© 1999
Discerning the Times Digest and NewsBytes
The United Nations (UN) claims that it is not
interested in governing even while it is standing hip deep in Agenda 21
and other documents which seek to control every aspect of human activity.
One of the final hurdles the UN faces in the implementation of global
governance is the need for a continual and reliable source of revenue—to
the tune of trillions of dollars.
Currently, the UN depends on voluntary contributions
from member states. This method is apparently unsatisfactory, both because
nations do not always pay, and because the revenue is far too
insignificant to achieve the objectives of the UN.
The UN’s Commission on Global Governance has divined
a solution to this dilemma. In its report, Our Global Neighborhood,
the Commission states, "A start must be made in establishing
schemes of global financing of global purposes, including charges for the
use of global resources such as flight lanes, sea- lanes, and ocean
fishing areas and the collection of global revenues agreed globally and
implemented by treaty. An international tax on foreign currency
transactions should be explored as one option, as should the creation of
an international corporate tax base among multinational companies. It is
time for the evolution of a consensus on the concept of global taxation
for servicing the needs of the global neighborhood."

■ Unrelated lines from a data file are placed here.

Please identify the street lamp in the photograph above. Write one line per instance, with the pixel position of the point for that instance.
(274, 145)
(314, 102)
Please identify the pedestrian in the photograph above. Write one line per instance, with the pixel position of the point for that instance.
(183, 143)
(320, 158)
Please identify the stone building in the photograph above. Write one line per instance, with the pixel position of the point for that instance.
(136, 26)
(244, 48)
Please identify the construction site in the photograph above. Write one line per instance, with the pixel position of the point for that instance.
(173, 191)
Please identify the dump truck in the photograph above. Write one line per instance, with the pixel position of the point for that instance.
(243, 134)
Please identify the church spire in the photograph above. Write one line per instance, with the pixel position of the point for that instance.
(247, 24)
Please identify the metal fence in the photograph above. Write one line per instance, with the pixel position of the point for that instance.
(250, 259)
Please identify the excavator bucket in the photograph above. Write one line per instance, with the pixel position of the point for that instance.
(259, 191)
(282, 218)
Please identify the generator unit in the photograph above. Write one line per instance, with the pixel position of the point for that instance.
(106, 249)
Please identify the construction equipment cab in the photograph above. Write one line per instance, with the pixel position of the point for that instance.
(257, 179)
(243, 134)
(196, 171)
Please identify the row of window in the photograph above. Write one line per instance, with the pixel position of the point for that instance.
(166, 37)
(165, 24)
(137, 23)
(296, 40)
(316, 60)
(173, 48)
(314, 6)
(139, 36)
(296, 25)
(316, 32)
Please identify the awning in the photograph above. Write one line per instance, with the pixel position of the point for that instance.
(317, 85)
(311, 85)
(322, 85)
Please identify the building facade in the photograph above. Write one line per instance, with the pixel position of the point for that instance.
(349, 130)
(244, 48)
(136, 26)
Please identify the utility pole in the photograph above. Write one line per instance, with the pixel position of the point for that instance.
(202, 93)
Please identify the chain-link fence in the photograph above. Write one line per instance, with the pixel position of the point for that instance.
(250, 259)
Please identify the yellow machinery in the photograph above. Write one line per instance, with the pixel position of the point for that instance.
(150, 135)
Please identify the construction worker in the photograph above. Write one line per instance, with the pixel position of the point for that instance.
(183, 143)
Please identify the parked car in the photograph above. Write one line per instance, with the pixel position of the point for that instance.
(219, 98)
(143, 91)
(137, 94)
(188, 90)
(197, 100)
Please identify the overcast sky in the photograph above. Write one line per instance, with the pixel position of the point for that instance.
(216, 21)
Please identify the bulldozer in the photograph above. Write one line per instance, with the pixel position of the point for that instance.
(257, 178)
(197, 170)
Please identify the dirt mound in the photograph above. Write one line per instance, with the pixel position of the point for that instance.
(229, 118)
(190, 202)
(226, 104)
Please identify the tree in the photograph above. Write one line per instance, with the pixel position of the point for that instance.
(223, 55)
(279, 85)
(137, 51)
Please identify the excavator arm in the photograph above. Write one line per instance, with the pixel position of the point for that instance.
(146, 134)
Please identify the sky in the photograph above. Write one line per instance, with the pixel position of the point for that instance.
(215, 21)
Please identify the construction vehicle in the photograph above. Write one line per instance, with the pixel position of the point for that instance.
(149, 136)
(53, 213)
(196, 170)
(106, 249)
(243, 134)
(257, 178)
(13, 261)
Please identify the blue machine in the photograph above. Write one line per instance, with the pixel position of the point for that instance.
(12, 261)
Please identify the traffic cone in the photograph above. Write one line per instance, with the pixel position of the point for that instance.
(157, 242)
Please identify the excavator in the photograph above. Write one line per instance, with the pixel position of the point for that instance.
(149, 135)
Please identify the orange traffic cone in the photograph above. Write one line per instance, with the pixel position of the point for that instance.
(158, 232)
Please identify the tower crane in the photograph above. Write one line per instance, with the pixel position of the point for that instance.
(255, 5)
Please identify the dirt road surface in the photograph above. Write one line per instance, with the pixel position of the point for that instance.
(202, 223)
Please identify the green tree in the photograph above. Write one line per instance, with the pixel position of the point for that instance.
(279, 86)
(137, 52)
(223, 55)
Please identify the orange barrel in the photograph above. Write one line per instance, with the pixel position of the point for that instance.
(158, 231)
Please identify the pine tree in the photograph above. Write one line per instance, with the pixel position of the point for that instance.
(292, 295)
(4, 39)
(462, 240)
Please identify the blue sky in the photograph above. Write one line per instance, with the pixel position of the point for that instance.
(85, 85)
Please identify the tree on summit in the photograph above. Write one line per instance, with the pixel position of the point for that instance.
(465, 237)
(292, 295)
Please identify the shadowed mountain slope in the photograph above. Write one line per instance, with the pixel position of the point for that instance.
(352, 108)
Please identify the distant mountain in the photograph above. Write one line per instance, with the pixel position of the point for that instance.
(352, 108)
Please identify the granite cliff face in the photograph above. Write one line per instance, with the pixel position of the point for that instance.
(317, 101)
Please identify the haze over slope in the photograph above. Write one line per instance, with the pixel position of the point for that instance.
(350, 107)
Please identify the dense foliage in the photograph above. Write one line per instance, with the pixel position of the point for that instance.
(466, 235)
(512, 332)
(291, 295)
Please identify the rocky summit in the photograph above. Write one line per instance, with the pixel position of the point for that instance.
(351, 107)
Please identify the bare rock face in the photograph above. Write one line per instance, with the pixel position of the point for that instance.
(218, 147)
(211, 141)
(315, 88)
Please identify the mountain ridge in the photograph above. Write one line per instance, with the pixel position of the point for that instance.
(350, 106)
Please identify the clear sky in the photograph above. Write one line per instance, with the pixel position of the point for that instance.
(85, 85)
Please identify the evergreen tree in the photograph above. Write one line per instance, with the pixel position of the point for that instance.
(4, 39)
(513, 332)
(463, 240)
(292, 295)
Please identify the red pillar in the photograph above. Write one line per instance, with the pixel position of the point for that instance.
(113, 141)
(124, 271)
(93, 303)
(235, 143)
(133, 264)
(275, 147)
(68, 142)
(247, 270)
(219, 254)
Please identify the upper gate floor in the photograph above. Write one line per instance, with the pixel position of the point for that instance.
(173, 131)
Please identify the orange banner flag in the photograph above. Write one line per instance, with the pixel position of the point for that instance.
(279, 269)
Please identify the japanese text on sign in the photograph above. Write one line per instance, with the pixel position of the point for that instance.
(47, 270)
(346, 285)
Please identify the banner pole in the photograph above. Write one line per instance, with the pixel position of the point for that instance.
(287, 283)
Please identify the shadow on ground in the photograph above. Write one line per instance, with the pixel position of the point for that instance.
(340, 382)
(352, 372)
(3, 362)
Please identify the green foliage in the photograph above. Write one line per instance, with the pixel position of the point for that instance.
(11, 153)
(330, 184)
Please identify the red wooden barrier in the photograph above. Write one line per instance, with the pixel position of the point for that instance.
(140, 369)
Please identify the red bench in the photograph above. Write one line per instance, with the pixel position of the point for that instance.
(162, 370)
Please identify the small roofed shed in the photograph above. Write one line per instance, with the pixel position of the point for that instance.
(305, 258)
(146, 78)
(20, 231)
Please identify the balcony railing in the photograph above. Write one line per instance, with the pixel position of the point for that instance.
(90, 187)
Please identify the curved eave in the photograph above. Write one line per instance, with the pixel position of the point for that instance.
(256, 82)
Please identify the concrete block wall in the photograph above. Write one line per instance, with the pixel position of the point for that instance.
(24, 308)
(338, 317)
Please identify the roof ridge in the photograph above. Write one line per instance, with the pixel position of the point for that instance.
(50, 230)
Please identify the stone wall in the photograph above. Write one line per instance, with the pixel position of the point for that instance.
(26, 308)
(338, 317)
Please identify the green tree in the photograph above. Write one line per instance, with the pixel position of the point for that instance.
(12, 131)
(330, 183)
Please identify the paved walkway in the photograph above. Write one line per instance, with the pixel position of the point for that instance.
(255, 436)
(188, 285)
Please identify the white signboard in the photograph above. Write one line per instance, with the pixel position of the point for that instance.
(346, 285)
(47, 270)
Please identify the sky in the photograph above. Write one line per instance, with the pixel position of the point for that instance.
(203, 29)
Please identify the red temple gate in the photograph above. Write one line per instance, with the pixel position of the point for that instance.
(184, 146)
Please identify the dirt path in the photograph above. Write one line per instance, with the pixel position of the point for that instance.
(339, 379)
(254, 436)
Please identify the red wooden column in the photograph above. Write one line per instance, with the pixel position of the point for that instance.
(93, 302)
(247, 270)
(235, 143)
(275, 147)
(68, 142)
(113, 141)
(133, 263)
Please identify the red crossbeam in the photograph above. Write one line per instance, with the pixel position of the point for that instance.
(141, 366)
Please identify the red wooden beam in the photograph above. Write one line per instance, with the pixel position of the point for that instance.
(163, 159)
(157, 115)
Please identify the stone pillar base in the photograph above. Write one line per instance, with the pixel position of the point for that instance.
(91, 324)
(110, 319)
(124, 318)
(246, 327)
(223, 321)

Of the numerous possibilities, the so-called Tobin Tax
seems to be leading the pack. The idea was first proposed by
Nobel-Prize-winning economist James Tobin in 1978, as a way to deter
speculation on currency fluctuation. In brief, the Tobin Tax would levy a
small amount (less than 0.5%) on all foreign currency exchange
transactions. The tax would cut into the profits of speculators moving
large amounts of currency as they seek to gain from minute differentials
in currency fluctuations. At first glance this levy would seem
inconsequential, but since foreign currency exchanges exceed one trillion
dollars daily, the UN’s revenue would be boosted from $11
billion per year to a whopping $1.5 trillion!
One threat to the implementation of the Tobin Tax is
that it won’t work if all nations don’t throw their hats into the
ring. If just one country holds back, then many in the finance industry
would relocate to that country, where they could conduct their business
unimpeded. On the other hand, a share in the revenue may be all it takes
to seduce most nations into compliance.
The need for independent taxation authority is often
justified by the fact that nations, like the U.S. do not pay their dues.
The Global Policy Forum, one of many non-governmental organizations (NGO’s)
working towards a stream of independent revenue for the UN, charges that
the United States is lagging way behind in payments to the UN, and that
many other nations are behind as well. Presumably because of this, the
United Nations is unable to fulfill its role as Big Brother to the many
developing nations in financial crisis.
Ironically, the U.S. has actually spent well beyond
what it is supposed to owe on UN peacekeeping efforts around the world.
According to a General Accounting Office report, peacekeeping campaigns in
Rwanda, Somalia, Haiti and the former Yugoslavia (before the current
situation) cost the U.S. taxpayers $6.6 billion. And that’s just the tip
of the iceberg. The Clinton administration has been providing personnel,
equipment and other resources to the UN by diverting funds from federal
agencies, especially the Department of Defense. Rep. Roscoe Bartlett
(R-MD) has worked to make Congress aware of these activities. He is
producing legislation which would force U.S. assistance to the UN to be
factored into any payment of debt.
The United States was established as a sovereign
nation, which by definition is not subject to any authority higher than
itself, or at least that’s the theory. Our Global Neighborhood
has called for, "adapting, where necessary, existing norms of
sovereignty and self-determination to changing realities," and
for nations to exercise their sovereignty "collectively."
Collective sovereignty—how’s that for an oxymoron?
Global taxation and collective sovereignty would corrode and eventually
eliminate sovereignty. With a tax income in excess of $1.5 trillion
dollars annually, the UN would have the resources and the power to force
any country into compliance with its view of a sustainable global village
— including the United States.
Once global governance is fully implemented, the UN
could, and would, level trade embargoes of oil and other essential
commodities that would bring the United States to its knees within months.
This awesome power sounds strikingly like the fourth beast of Daniel 7:23,
"The fourth beast shall be the fourth kingdom upon earth, which
shall be diverse [different] from all kingdoms, and shall devour
the whole earth, and shall tread it down, and break it in pieces."
America is facing its greatest threat in its history.